On Tue, 21 Jul 2020 at 14:21, Jason Wang <jasowang@redhat.com> wrote:
On 2020/7/21 下午8:31, Peter Maydell wrote:
On Wed, 15 Jul 2020 at 09:36, Jason Wang <jasowang@redhat.com> wrote:
I think the point is to make DMA to MMIO work as real hardware.
I wouldn't care to give a 100% guarantee that asking a real
h/w device to DMA to itself didn't cause it to misbehave :-)
It's more likely to happen-to-work because the DMA engine bit
of a real h/w device is going to be decoupled somewhat from
the respond-to-memory-transactions-for-registers logic, but
it probably wasn't something the designers were actively
thinking about either...
I think some device want such peer to peer transactions:
https://git.kernel.org/pub/scm/linux/kernel/git/torvalds/linux.git/tree/Documentation/driver-api/pci/p2pdma.rst
That's a device DMAing to another device, not DMAing to *itself*
(device-to-another-device DMA should work fine in QEMU).
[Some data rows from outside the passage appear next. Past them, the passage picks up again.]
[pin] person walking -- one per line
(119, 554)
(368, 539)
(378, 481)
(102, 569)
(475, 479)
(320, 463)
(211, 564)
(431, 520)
And only
a very few devices will ever be sensible targets of the DMA --
basically things like nvme that have a looks-like-memory area,
or special cases like doorbell registers.
Yeah, this is the interesting part for QEMU. How should we
structure devices that do DMA so that we can be sure that
the device emulation at least doesn't crash? We could have
a rule that all devices that do DMA must always postpone
all of that DMA to a bottom-half, but that's a lot of
refactoring of a lot of device code...
It looks to me the issue happens only for device with loopback
I think in principle we have a problem for any device that
(a) has memory mapped registers and (b) does DMA reads
whose address is guest-controlled. Loopback isn't a
requirement -- if the guest programs, say, an RX descriptor
base address to point at the device's own registers, you
get exactly the same kind of unexpected-reentrancy.